Kakadu NP – November ’17

Kakadu National Park – what an ancient patch of the world. The land demands your respect, from its rich cultural indigenous heritage to the ever relentless scorching heat. The place is massive – a quarter the size of Tasmania – and the countries largest national park. This size, you feel it – you sense it’s grandeur as the endless kilometres of Top End woodland draws your attention for hours on end. And of course, lurking mostly hidden in every drop of muddy water, there’s the living fossils – the Estuarine Crocodile Crocodylus porosus.

Heading into Kakadu – it’s an adventure definitely worth making the trip north for!

(You can click on the images to get a proper look at them).

For a wider selection of images, there’s another batch of photos from other areas in the park you can check out here.

World turned upside down??

There/here you stand, face to face with one of the deadliest animals to have ever existed. You’re captivated by its colour, its movements, its curiosity as it explores your shared surroundings.

You stand silenced, and wait for it to strike…


The landscape at your already sunburnt feet was a seascape over a metre below the surface not too long ago. A spectacle that has to be seen to be believed has since swept across the sea.

Before your very eyes, almost like the plug of the ocean was dislodged when the tide ticked over from ebb to flow, the ocean to the horizon nearly disappears, leaving seabed behind. You sink with the water, locked into a natural swimming pool separated and bordered by coral, sand, rock, and a bustling horizontal wash out.

Endless expanses of lush mangroves around you take a breath, whilst a plethora of coral spews out organic sunscreen to prevent themselves being scorched in the relentless tropical sun. The drying exposed earth, crackling with minute activity, is a roaring chorus when the whole landscape chimes in together as it’s once again uncovered through the daily pull of the orbiting moon.


Darting from a vantage point, inspecting its Territory and then darting back to cover.
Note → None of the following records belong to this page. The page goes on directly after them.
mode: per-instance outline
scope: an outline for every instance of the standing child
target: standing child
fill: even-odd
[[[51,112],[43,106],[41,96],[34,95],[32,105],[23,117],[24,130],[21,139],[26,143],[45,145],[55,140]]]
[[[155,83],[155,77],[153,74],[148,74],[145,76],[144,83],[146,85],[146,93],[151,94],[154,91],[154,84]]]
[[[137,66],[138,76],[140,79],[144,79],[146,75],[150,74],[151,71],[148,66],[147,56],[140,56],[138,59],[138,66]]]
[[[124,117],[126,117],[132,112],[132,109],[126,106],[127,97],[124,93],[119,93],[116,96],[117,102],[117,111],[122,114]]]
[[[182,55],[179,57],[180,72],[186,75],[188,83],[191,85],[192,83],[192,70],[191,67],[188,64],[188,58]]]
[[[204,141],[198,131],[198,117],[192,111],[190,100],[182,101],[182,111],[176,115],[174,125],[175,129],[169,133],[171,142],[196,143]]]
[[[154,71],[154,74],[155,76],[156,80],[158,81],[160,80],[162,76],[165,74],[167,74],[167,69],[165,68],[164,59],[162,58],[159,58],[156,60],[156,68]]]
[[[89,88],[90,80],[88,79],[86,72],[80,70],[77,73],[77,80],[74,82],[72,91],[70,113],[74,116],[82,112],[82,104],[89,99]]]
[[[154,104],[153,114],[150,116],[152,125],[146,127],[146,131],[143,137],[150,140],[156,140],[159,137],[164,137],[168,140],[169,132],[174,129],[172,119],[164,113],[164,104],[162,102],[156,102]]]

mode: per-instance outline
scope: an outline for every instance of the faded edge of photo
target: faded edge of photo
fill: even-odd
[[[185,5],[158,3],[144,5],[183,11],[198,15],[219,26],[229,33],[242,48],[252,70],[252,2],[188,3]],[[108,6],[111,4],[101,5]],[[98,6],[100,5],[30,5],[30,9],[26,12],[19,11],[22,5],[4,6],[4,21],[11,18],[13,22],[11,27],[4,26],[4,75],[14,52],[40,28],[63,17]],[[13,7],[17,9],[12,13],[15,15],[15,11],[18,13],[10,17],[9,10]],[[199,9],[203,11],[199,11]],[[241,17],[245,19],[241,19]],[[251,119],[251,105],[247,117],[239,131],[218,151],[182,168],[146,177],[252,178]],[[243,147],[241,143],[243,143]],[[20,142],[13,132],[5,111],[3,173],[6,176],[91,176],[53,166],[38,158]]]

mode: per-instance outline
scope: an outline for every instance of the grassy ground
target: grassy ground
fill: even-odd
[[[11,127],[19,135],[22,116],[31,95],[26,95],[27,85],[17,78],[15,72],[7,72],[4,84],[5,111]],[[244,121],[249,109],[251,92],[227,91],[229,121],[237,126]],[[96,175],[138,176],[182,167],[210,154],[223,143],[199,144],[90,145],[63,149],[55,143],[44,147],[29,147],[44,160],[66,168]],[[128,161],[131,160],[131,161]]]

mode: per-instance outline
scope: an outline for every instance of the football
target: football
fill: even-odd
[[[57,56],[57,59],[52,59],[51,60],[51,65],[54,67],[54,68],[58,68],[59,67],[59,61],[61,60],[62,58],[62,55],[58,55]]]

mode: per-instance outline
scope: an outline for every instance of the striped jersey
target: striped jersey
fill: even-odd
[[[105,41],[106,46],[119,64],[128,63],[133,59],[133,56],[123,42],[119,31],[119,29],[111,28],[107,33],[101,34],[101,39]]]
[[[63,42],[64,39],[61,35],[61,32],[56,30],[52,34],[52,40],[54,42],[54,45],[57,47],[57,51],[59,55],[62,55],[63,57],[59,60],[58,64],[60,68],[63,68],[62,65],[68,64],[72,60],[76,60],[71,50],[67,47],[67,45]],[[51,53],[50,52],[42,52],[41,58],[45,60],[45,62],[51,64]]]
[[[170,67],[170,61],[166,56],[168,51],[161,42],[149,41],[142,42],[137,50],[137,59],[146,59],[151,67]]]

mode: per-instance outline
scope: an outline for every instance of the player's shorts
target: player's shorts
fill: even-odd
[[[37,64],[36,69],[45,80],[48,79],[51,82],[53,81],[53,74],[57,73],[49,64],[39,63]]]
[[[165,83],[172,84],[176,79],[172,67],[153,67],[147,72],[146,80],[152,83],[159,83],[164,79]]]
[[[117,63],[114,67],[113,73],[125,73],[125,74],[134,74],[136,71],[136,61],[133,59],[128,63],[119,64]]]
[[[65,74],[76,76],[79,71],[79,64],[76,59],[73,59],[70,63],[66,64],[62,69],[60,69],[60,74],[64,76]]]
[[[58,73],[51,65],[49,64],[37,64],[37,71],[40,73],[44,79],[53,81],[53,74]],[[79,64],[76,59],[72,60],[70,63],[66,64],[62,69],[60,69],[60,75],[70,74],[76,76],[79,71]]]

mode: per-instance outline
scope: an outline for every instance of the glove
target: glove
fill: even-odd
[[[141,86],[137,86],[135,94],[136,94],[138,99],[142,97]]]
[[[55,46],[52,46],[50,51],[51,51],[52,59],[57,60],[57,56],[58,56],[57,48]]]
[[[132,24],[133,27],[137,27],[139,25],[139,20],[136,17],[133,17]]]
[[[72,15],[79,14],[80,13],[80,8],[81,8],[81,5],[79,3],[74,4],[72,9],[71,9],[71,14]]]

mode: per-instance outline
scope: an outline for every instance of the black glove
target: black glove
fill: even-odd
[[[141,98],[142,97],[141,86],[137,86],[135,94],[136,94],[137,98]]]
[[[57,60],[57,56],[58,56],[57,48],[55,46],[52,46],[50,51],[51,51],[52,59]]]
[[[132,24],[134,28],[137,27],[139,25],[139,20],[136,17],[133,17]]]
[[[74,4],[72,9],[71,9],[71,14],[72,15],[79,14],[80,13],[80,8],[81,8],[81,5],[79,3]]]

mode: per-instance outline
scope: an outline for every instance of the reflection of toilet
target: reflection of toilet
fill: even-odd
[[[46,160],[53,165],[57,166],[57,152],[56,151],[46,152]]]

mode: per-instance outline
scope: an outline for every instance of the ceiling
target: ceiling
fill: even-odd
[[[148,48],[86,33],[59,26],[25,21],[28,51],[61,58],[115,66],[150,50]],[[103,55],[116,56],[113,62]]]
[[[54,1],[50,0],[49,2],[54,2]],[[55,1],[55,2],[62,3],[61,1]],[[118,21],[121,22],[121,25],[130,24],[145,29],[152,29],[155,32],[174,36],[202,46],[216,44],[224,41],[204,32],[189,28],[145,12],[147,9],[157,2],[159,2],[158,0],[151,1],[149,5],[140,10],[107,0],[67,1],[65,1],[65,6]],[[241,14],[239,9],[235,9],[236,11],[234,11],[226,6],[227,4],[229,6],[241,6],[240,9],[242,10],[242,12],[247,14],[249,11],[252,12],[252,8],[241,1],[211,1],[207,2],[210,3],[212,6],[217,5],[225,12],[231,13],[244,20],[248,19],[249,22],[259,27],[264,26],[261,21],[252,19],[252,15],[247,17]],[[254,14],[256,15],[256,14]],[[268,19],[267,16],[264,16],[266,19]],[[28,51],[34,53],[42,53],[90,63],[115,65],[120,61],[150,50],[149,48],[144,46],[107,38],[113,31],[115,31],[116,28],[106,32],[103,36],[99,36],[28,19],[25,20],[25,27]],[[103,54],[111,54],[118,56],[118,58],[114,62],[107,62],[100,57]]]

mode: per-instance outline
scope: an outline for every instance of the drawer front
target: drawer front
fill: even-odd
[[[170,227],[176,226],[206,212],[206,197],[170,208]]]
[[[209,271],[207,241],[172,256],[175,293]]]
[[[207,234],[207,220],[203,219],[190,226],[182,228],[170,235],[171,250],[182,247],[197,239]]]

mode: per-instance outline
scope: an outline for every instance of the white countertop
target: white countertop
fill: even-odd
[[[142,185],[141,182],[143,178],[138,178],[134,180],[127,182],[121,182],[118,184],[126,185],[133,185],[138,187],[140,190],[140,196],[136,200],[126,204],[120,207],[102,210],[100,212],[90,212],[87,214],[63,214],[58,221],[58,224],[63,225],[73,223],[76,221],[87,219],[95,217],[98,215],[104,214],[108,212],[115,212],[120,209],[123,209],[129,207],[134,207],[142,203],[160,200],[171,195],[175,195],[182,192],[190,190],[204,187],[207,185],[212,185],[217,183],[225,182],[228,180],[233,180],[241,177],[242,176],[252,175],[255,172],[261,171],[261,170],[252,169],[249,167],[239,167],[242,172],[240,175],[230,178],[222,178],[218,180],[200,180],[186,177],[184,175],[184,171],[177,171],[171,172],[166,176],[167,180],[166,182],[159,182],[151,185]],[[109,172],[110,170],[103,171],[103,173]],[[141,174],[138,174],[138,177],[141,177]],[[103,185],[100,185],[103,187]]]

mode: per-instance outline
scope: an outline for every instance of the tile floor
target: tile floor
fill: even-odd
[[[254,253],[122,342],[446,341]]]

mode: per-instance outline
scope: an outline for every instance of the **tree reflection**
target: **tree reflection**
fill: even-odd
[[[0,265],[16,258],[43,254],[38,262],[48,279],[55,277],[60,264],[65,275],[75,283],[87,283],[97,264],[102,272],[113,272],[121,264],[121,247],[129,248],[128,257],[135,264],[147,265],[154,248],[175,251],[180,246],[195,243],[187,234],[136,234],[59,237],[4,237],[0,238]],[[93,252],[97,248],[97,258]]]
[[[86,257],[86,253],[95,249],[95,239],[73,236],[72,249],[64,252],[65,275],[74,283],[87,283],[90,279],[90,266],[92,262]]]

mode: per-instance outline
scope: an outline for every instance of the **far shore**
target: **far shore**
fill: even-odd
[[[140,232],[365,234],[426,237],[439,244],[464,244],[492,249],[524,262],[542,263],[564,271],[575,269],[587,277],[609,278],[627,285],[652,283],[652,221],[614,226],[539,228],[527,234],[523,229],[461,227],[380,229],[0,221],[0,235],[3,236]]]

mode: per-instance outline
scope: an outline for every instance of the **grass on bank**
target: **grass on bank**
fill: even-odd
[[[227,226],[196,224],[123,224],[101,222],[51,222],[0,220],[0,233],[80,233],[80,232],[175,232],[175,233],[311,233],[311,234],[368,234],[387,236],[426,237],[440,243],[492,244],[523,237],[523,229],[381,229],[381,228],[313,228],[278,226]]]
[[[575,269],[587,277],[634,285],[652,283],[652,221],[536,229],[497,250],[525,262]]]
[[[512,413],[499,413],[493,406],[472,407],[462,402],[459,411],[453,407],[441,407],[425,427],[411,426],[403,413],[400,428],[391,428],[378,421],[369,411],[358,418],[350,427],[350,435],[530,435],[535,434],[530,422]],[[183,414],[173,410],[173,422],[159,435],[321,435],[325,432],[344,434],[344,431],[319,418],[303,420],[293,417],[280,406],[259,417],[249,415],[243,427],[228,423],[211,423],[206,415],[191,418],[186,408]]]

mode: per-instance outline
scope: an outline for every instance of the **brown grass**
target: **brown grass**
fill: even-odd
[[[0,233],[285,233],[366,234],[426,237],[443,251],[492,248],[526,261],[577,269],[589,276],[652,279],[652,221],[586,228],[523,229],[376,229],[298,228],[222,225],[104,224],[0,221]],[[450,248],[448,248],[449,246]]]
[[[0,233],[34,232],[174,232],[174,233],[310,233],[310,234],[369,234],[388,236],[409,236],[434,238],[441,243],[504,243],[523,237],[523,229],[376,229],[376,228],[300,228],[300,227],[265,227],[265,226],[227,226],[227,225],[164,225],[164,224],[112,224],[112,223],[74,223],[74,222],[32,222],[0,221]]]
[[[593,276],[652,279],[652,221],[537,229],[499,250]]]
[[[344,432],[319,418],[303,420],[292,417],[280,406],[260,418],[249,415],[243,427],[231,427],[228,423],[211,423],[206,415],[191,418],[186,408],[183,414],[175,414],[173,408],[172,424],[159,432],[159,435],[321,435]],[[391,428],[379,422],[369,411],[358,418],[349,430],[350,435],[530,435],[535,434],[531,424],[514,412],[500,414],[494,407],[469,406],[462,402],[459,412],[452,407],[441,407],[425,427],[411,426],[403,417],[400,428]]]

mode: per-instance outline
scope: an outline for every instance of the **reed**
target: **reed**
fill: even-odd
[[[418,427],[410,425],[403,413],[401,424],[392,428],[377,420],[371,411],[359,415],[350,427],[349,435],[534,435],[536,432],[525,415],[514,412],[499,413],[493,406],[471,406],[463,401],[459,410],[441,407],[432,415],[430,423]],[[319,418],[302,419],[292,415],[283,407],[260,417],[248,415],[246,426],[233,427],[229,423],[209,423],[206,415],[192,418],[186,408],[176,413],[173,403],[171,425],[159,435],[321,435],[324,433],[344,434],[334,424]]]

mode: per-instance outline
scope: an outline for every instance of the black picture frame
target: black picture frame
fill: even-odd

From liquid to air, through plant and rock, its actions are precise, aware, and focused.

Getting closer still, you’re stunned, glued to position, captivated by its fantastic contortions and charismatic flesh.


Imagine travelling to a place for over a generation and rarely seeing another person besides those in your company? That’s decades of memories and exploration of an entire land/seascape. A region brimming with tropical life – pods of dolphins, splashes of turtles, the continual unknown whereabouts of crocs, countless birds, and thick schools of fish.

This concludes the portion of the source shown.